Lima: las pirámides de Bandurria

Creían que eran cerros. Cerros que no llamaban demasiado la atención, total, no se erigían imponentes como los gigantes cordilleranos que resplandecen cuando el sol andino ilumina sus ponchos de nieve. Tampoco estaban cubiertos por una densa y profusa vegetación, como las montañas biodiversas de los bosques de niebla y de la selva alta.

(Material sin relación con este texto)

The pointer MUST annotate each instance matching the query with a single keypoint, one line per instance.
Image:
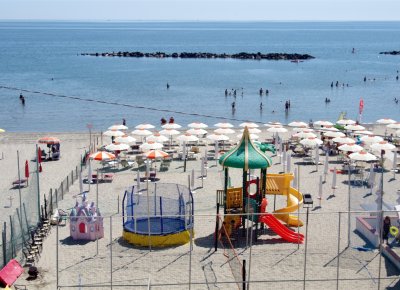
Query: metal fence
(16, 232)
(330, 257)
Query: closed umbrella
(197, 125)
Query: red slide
(287, 234)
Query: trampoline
(161, 218)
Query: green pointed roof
(245, 155)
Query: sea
(67, 92)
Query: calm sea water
(44, 56)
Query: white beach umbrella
(145, 126)
(157, 137)
(125, 139)
(354, 127)
(252, 136)
(252, 130)
(298, 124)
(346, 122)
(350, 147)
(382, 145)
(171, 126)
(362, 156)
(141, 132)
(150, 145)
(187, 138)
(304, 134)
(394, 126)
(333, 134)
(323, 123)
(371, 139)
(197, 131)
(224, 131)
(249, 125)
(276, 129)
(117, 146)
(329, 128)
(302, 129)
(118, 127)
(343, 140)
(363, 132)
(197, 125)
(386, 121)
(223, 125)
(272, 124)
(113, 133)
(218, 137)
(169, 132)
(311, 142)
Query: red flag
(26, 169)
(39, 155)
(361, 106)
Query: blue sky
(263, 10)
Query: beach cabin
(86, 222)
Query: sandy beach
(271, 262)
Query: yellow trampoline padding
(176, 239)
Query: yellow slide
(279, 184)
(295, 199)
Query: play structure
(86, 222)
(237, 201)
(160, 217)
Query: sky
(201, 10)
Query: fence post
(110, 252)
(4, 238)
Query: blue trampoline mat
(158, 226)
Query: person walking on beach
(386, 229)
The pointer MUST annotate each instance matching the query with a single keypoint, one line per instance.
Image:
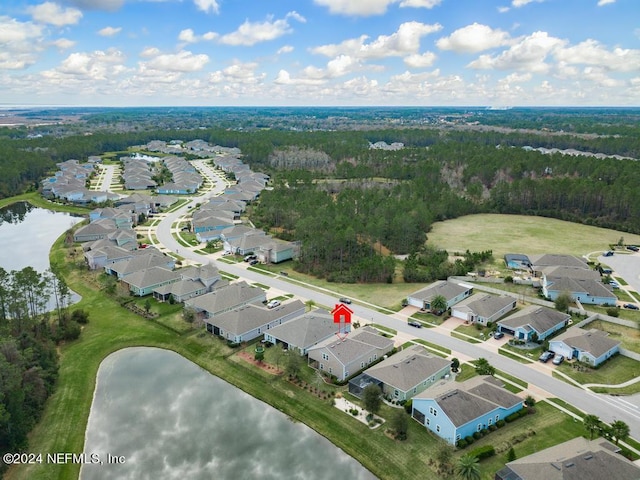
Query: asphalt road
(607, 407)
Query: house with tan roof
(305, 331)
(576, 459)
(250, 321)
(404, 374)
(345, 357)
(590, 346)
(454, 410)
(534, 319)
(483, 308)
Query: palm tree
(468, 468)
(619, 430)
(438, 304)
(592, 423)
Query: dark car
(546, 356)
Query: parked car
(546, 356)
(273, 304)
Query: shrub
(483, 452)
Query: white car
(273, 304)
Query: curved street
(608, 408)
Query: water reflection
(172, 420)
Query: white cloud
(285, 49)
(420, 61)
(109, 31)
(474, 38)
(250, 33)
(522, 3)
(206, 5)
(405, 41)
(52, 14)
(529, 54)
(366, 8)
(592, 52)
(183, 61)
(63, 43)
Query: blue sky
(320, 52)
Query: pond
(169, 419)
(27, 234)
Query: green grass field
(522, 234)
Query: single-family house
(534, 319)
(590, 346)
(305, 331)
(452, 292)
(454, 411)
(403, 375)
(247, 322)
(346, 356)
(483, 308)
(576, 459)
(225, 299)
(143, 282)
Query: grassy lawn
(510, 233)
(629, 337)
(532, 433)
(616, 370)
(112, 327)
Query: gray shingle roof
(577, 459)
(468, 400)
(539, 318)
(447, 289)
(408, 368)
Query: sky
(320, 52)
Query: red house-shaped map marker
(342, 316)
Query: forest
(29, 334)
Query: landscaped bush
(483, 452)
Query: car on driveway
(546, 356)
(273, 304)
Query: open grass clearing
(529, 434)
(514, 233)
(629, 337)
(616, 370)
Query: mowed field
(522, 234)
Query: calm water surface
(170, 419)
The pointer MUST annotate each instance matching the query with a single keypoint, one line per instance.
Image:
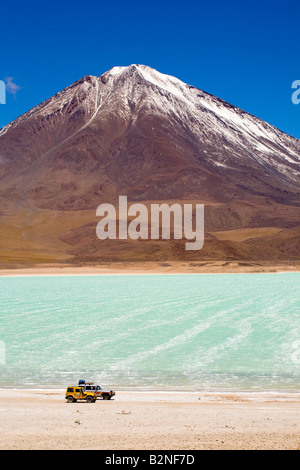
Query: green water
(190, 332)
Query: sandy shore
(217, 267)
(150, 421)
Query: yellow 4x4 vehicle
(79, 393)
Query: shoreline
(42, 420)
(150, 268)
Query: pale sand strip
(143, 268)
(150, 420)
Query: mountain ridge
(150, 136)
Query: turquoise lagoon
(209, 332)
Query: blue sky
(247, 53)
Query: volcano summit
(138, 132)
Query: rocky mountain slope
(136, 132)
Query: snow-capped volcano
(150, 136)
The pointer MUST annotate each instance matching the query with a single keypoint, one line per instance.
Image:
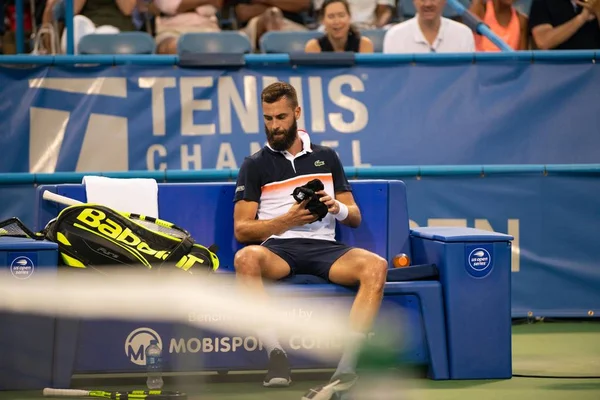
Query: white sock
(270, 341)
(349, 358)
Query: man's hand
(591, 9)
(298, 215)
(332, 206)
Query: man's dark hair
(276, 91)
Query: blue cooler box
(474, 267)
(26, 341)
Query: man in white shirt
(367, 14)
(429, 32)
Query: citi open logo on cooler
(479, 259)
(137, 342)
(22, 267)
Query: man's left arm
(342, 207)
(383, 13)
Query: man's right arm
(547, 36)
(247, 229)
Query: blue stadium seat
(119, 43)
(214, 42)
(376, 36)
(286, 42)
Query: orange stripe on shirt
(293, 183)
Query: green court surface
(564, 357)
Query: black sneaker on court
(278, 374)
(337, 388)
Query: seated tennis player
(293, 240)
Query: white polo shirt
(406, 37)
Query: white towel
(139, 196)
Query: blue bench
(459, 323)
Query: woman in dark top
(340, 35)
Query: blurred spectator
(258, 17)
(429, 32)
(565, 25)
(94, 16)
(2, 25)
(340, 35)
(184, 16)
(504, 20)
(366, 14)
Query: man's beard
(284, 142)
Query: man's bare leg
(252, 264)
(362, 267)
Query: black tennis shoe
(278, 374)
(336, 389)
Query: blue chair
(226, 42)
(376, 36)
(286, 42)
(119, 43)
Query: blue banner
(555, 267)
(119, 118)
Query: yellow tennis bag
(90, 235)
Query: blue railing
(589, 56)
(470, 20)
(391, 172)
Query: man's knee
(374, 271)
(248, 260)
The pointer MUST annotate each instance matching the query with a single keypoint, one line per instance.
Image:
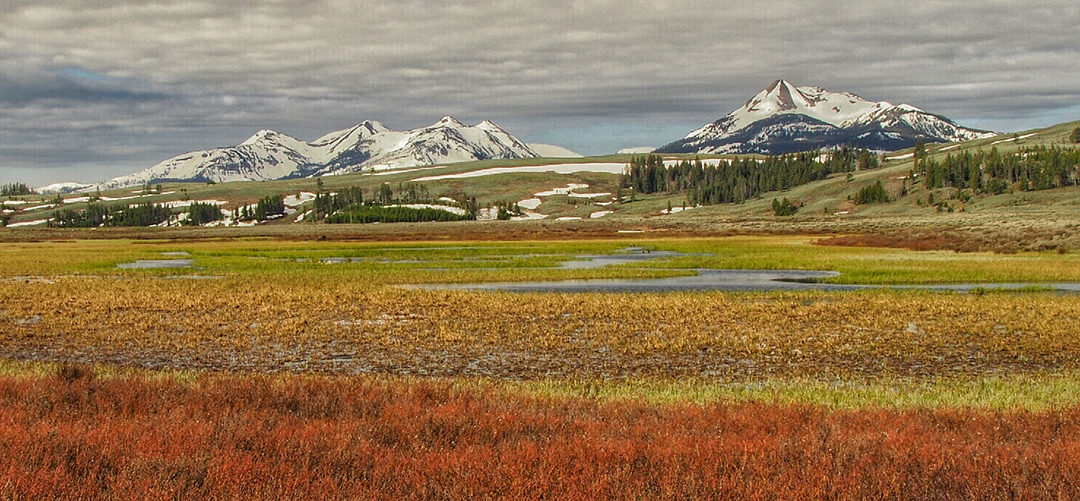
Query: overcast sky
(91, 92)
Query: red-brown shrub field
(142, 436)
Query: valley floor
(279, 364)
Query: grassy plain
(252, 436)
(292, 361)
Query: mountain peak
(783, 118)
(258, 136)
(449, 121)
(489, 126)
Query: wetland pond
(724, 280)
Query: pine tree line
(201, 213)
(15, 189)
(393, 214)
(1027, 170)
(739, 179)
(97, 214)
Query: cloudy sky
(91, 92)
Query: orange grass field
(262, 373)
(246, 436)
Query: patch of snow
(294, 201)
(570, 187)
(526, 215)
(529, 203)
(675, 210)
(187, 203)
(35, 222)
(457, 211)
(556, 168)
(36, 207)
(553, 151)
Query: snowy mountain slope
(269, 154)
(784, 118)
(554, 151)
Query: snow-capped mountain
(69, 187)
(784, 118)
(270, 154)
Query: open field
(292, 359)
(289, 306)
(252, 436)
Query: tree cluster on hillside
(393, 214)
(1026, 170)
(784, 207)
(872, 193)
(201, 213)
(98, 214)
(351, 205)
(15, 189)
(267, 207)
(739, 179)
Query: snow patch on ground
(187, 203)
(1025, 136)
(556, 168)
(295, 201)
(530, 204)
(35, 222)
(570, 187)
(458, 211)
(36, 207)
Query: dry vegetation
(308, 325)
(752, 395)
(251, 436)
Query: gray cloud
(127, 84)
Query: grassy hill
(825, 203)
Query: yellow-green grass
(388, 263)
(1007, 392)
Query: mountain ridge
(784, 118)
(269, 154)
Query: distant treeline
(1027, 170)
(740, 179)
(350, 205)
(393, 214)
(15, 189)
(267, 207)
(97, 214)
(201, 213)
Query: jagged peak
(448, 121)
(489, 126)
(259, 136)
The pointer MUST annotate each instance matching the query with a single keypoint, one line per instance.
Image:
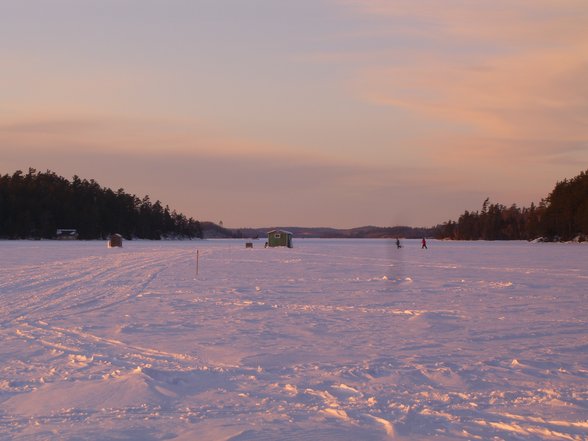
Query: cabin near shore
(279, 238)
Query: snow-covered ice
(330, 340)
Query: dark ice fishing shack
(279, 238)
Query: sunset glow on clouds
(363, 112)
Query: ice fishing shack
(279, 238)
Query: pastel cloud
(504, 72)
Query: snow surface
(331, 340)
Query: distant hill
(211, 230)
(34, 205)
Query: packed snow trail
(331, 340)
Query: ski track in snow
(331, 340)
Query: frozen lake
(330, 340)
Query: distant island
(35, 205)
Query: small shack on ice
(66, 234)
(279, 238)
(114, 241)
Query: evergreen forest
(36, 204)
(562, 215)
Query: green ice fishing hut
(279, 238)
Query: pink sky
(360, 112)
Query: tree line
(562, 215)
(36, 204)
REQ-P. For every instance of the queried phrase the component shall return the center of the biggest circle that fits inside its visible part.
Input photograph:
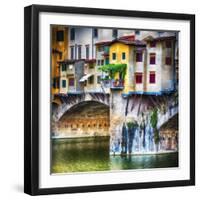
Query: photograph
(114, 99)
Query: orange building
(59, 52)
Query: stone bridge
(68, 101)
(120, 110)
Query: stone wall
(84, 120)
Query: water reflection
(92, 154)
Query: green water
(92, 154)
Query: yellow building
(59, 50)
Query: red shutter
(152, 77)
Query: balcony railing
(113, 84)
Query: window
(138, 78)
(57, 83)
(123, 56)
(91, 80)
(95, 33)
(98, 62)
(79, 51)
(152, 77)
(98, 79)
(168, 61)
(107, 61)
(63, 83)
(72, 34)
(71, 81)
(60, 36)
(114, 33)
(64, 67)
(137, 32)
(72, 52)
(139, 57)
(153, 44)
(152, 58)
(87, 51)
(114, 56)
(54, 83)
(168, 44)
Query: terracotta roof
(134, 43)
(165, 38)
(128, 37)
(70, 61)
(103, 43)
(161, 38)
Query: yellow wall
(119, 48)
(60, 46)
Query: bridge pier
(127, 122)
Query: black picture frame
(31, 98)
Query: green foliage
(112, 69)
(154, 118)
(131, 125)
(156, 136)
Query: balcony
(116, 84)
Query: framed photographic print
(109, 100)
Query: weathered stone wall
(87, 119)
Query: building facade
(150, 58)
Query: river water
(92, 154)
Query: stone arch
(83, 119)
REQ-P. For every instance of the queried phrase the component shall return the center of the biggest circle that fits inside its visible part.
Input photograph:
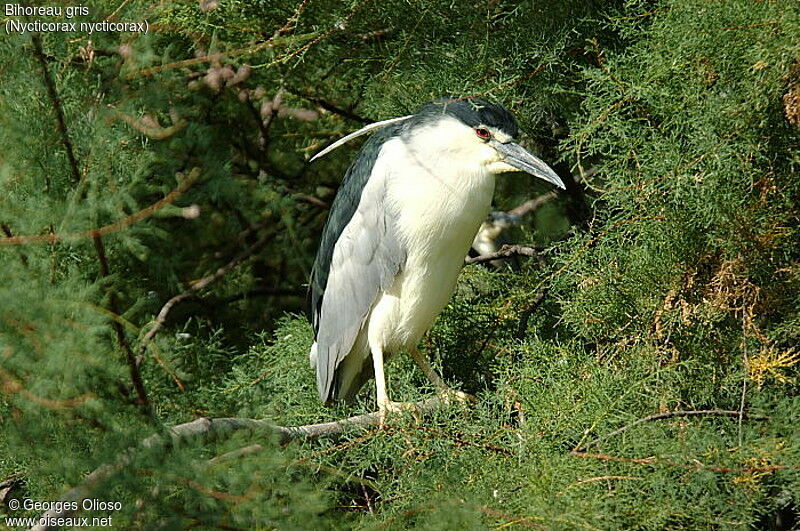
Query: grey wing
(366, 258)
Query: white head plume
(364, 130)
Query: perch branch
(122, 340)
(533, 204)
(208, 429)
(669, 415)
(506, 251)
(123, 223)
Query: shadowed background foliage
(134, 166)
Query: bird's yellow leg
(447, 393)
(386, 406)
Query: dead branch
(123, 223)
(669, 415)
(196, 287)
(149, 126)
(57, 108)
(506, 251)
(204, 429)
(122, 340)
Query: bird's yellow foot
(449, 396)
(394, 408)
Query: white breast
(438, 207)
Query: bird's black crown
(473, 112)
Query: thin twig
(57, 109)
(196, 287)
(123, 223)
(205, 429)
(122, 340)
(533, 204)
(522, 328)
(506, 251)
(668, 415)
(652, 461)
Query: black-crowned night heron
(396, 236)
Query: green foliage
(679, 291)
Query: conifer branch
(506, 251)
(123, 223)
(652, 461)
(196, 287)
(205, 428)
(57, 109)
(669, 415)
(122, 340)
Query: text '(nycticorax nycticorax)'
(396, 236)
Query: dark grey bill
(516, 156)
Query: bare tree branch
(669, 415)
(57, 109)
(133, 365)
(533, 204)
(123, 223)
(198, 286)
(205, 428)
(506, 251)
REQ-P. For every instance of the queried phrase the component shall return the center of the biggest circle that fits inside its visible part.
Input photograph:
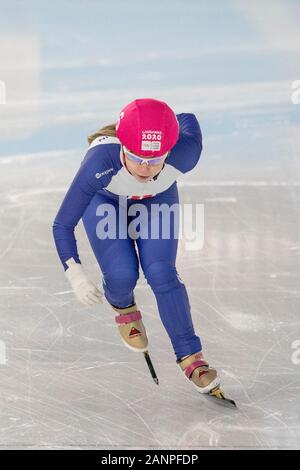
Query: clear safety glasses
(140, 160)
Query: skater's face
(142, 172)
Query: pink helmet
(147, 127)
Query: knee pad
(162, 277)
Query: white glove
(84, 289)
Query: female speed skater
(136, 160)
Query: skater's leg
(116, 257)
(118, 261)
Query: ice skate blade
(218, 397)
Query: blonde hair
(109, 130)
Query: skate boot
(203, 377)
(131, 328)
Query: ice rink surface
(66, 379)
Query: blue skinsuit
(103, 179)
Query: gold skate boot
(131, 328)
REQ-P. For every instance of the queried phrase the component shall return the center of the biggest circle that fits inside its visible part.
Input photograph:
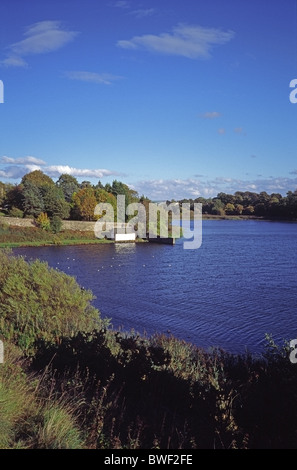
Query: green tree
(56, 224)
(69, 186)
(33, 201)
(84, 203)
(54, 202)
(38, 178)
(43, 221)
(14, 198)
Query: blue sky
(177, 98)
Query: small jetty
(161, 240)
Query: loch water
(239, 285)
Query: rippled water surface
(239, 285)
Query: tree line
(50, 202)
(249, 203)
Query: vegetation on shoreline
(70, 381)
(12, 236)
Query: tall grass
(69, 381)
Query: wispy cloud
(193, 42)
(18, 167)
(210, 115)
(161, 190)
(142, 12)
(57, 170)
(91, 77)
(39, 38)
(122, 4)
(22, 161)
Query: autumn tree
(32, 199)
(84, 203)
(38, 178)
(69, 185)
(54, 202)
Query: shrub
(37, 302)
(43, 221)
(56, 224)
(15, 212)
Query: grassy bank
(70, 381)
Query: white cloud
(41, 37)
(91, 77)
(57, 170)
(142, 13)
(14, 62)
(193, 42)
(211, 115)
(161, 190)
(18, 167)
(122, 4)
(22, 161)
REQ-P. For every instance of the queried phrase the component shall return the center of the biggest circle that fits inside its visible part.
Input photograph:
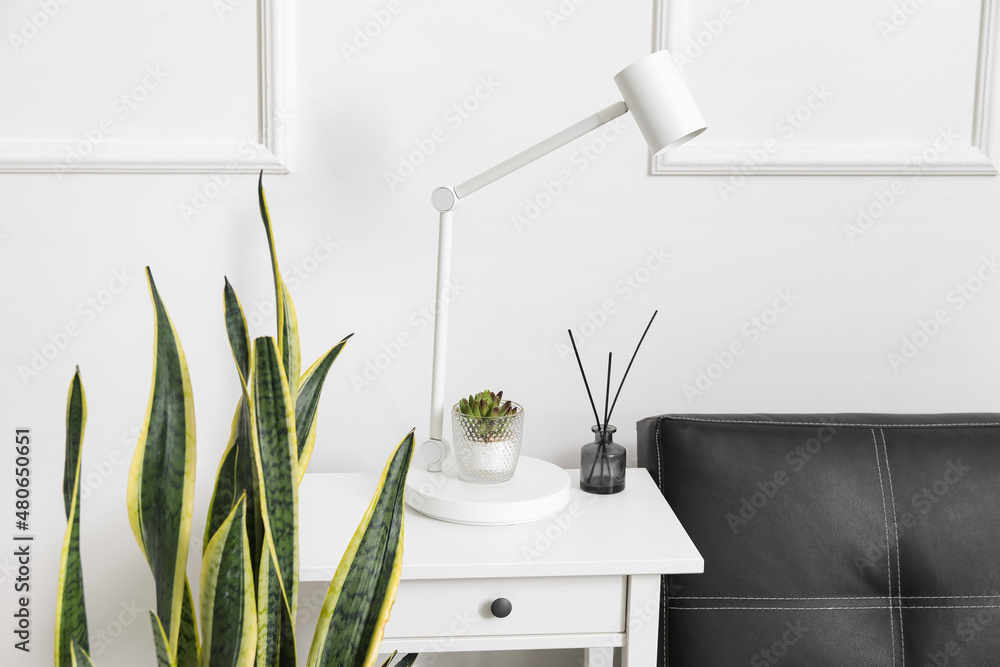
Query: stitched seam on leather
(914, 607)
(845, 597)
(895, 527)
(885, 513)
(664, 603)
(836, 424)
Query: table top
(632, 532)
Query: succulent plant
(487, 405)
(487, 409)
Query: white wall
(64, 239)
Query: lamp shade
(660, 102)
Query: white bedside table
(587, 577)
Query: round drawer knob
(501, 607)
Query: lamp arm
(436, 448)
(545, 147)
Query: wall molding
(833, 159)
(269, 152)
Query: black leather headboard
(832, 540)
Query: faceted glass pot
(487, 448)
(602, 463)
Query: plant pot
(487, 448)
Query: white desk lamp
(653, 90)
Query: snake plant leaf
(288, 324)
(227, 490)
(80, 657)
(275, 630)
(351, 624)
(237, 475)
(164, 656)
(307, 402)
(228, 606)
(275, 447)
(269, 601)
(161, 479)
(71, 612)
(187, 641)
(236, 329)
(76, 421)
(407, 660)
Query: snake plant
(248, 593)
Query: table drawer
(539, 605)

Todo lo contrario. Sus faldas eran áridas y yermas. Su única gracia era su cercanía a las orillas oceánicas. Y no es que su ubicación fuera extraordinaria o privilegiada —en la costa hay varias atalayas de roca y arena—, pero, los espacios cercanos a las playas y olas del Pacífico, siempre tienen un no se qué que les da cierto encanto. ¿Será por qué en el mar la vida es más sabrosa

No lo sé, como nadie supo durante mucho, muchísimo tiempo, que aquellos cerros —sin nieve y sin vegetación, sin demasiada altura y escasos atractivos— no eran cerros, aunque todos estuvieran convencidos de lo contrario. Cómo iban a dudar si no eran un espejismo ni una ilusión óptica. Nada que ver. Desde el tiempo de los abuelos esas atalayas estaban ahí, frente al mar de la pampa de las Bandurrias.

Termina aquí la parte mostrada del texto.